Prior to the introduction of the most recent legislative amendments, there was authority as to the level of precision required to be included in notices. O'Connor & O'Connor v Arrow (Daandine) Pty Ltd [2009] QSC 432 is an example of a case on point that was decided before the commencement of the current land access regime.

In that case, the Supreme Court was called upon to consider the lawfulness of an entry notice issued to landowners under what was then section 497 of the Petroleum and Gas (Production and Safety) Act 2004 (PAG Act). The entry notice listed the activities proposed to be carried out on the land as the construction of vertical wells as well as gas and untreated water pipelines.

Justice Wilson held that an entry notice in these terms was not able to confer a lawful entitlement on the gas company to enter the landowner's land to construct a third pipeline to carry treated water from a reverse osmosis plant to another nearby property.

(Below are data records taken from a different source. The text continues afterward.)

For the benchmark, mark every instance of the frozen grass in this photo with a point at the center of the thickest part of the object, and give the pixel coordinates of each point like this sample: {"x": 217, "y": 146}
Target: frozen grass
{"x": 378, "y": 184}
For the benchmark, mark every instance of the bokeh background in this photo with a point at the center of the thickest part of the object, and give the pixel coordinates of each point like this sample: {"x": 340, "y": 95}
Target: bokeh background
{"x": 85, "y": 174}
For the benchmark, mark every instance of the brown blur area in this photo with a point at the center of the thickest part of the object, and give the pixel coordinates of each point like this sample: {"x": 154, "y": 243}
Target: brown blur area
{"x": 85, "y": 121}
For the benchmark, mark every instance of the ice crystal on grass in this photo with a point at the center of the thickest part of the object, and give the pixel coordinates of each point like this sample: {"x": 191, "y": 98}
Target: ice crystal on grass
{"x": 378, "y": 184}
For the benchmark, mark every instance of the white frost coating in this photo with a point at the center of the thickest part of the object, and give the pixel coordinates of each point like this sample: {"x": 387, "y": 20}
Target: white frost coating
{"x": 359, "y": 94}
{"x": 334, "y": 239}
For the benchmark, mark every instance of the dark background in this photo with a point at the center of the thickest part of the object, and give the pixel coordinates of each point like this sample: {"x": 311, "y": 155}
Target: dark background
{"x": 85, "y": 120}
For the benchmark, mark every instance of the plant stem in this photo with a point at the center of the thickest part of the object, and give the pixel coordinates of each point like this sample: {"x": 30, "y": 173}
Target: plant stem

While this decision dealt with a notice issued before the present land access regime was introduced to the PAG Act, we believe the principles stated would continue to apply under the new regime.

Part 5 Permissions

It is an offence in Queensland to construct or operate a petroleum transmission pipeline other than as authorised under the PAG Act. This generally outlaws the construction or operation of a pipeline without a pipeline licence (PPL) granted under the PAG Act.

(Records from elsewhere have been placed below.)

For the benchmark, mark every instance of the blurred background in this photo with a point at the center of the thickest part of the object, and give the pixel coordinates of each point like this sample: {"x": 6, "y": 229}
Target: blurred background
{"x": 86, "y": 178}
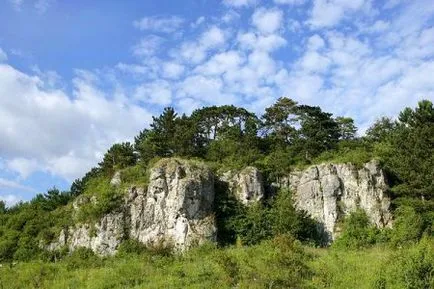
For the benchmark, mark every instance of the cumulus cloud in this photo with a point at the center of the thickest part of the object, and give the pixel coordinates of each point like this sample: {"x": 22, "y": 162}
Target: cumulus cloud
{"x": 159, "y": 23}
{"x": 5, "y": 183}
{"x": 3, "y": 56}
{"x": 240, "y": 3}
{"x": 147, "y": 46}
{"x": 10, "y": 199}
{"x": 267, "y": 21}
{"x": 290, "y": 2}
{"x": 50, "y": 131}
{"x": 16, "y": 4}
{"x": 43, "y": 5}
{"x": 373, "y": 68}
{"x": 327, "y": 13}
{"x": 196, "y": 51}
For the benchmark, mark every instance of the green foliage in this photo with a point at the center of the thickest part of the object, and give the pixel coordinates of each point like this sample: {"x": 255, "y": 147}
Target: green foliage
{"x": 136, "y": 175}
{"x": 99, "y": 198}
{"x": 347, "y": 129}
{"x": 409, "y": 268}
{"x": 278, "y": 263}
{"x": 407, "y": 228}
{"x": 82, "y": 258}
{"x": 285, "y": 219}
{"x": 357, "y": 232}
{"x": 130, "y": 246}
{"x": 119, "y": 156}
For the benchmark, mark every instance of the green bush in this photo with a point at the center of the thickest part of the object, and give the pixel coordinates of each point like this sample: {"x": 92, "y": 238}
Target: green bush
{"x": 407, "y": 228}
{"x": 83, "y": 258}
{"x": 357, "y": 232}
{"x": 409, "y": 268}
{"x": 131, "y": 246}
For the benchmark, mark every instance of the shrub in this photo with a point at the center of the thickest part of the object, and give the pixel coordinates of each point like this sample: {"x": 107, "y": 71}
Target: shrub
{"x": 357, "y": 232}
{"x": 83, "y": 258}
{"x": 408, "y": 226}
{"x": 285, "y": 219}
{"x": 131, "y": 246}
{"x": 409, "y": 268}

However, in addition to needing a PPL, a person will only be able lawfully to construct or operate each pipeline the subject of the PPL on "pipeline land" for the PPL (and on "public land" in the area of the PPL). Relevantly, "pipeline land" means land that the PPL holder owns or in respect of which the holder has (for the construction or operation of the pipeline) an appropriate easement, the owner's written permission or a "Part 5 Permission".

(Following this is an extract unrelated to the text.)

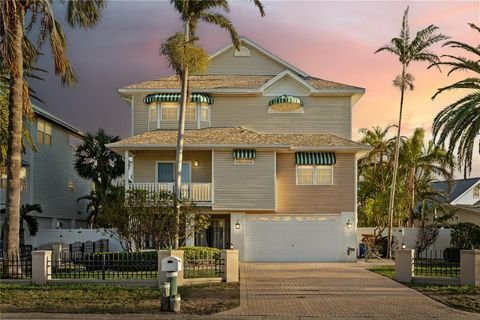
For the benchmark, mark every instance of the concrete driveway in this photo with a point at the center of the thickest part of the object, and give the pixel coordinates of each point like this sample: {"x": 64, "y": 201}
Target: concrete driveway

Where a person applies to the Minister for a Part 5 Permission over particular land, then, in addition to making the application, the person must give each owner notice (called a Consultation Notice) of the application. A Consultation Notice must describe the land in respect of which the Part 5 Permission is sought and also state various matters, including that there will be a consultation period of at least 20 business days' duration during which:

  • the applicant will consult with each owner about the proposed Part 5 Permission; and
  • an owner can lodge submissions about the proposed Part 5 Permission with the Department.

The Minister may decide, after the consultation period has ended, to grant or not to grant the Part 5 Permission (or to grant it subject to conditions). The matters of which the Minister must be satisfied before granting a Part 5 Permission include that a Consultation Notice was given (and received), reasonable attempts at consultation were made and the applicant has decided the site of the pipeline.

Baker's case

On 22 June 2012, Justice Dalton delivered her judgment in Baker v Minister for Employment Skills and Mining [2012] QSC 160, declaring void a Part 5 Permission granted by the Minister to QCLNG Pipeline Pty Ltd (QGC) over land owned by Baker.

QGC applied to the Minister for a Part 5 Permission on 20 January 2012, having failed in its negotiations with Baker to obtain "voluntary" pipeline land.

Shortly prior to the making of this application, on 16 January 2012, QGC had given Baker a Consultation Notice. However, neither the Consultation Notice nor QGC's application had identified the part of Baker's land in respect of which the Part 5 Permission was being sought (Subject Land).

Despite repeated requests, it was only on 10 February 2012, two business days before the expiry of the consultation period, that QGC provided to Baker's lawyers a map with sufficiently precise geographical co-ordinate points to enable precise identification of the location of the Subject Land.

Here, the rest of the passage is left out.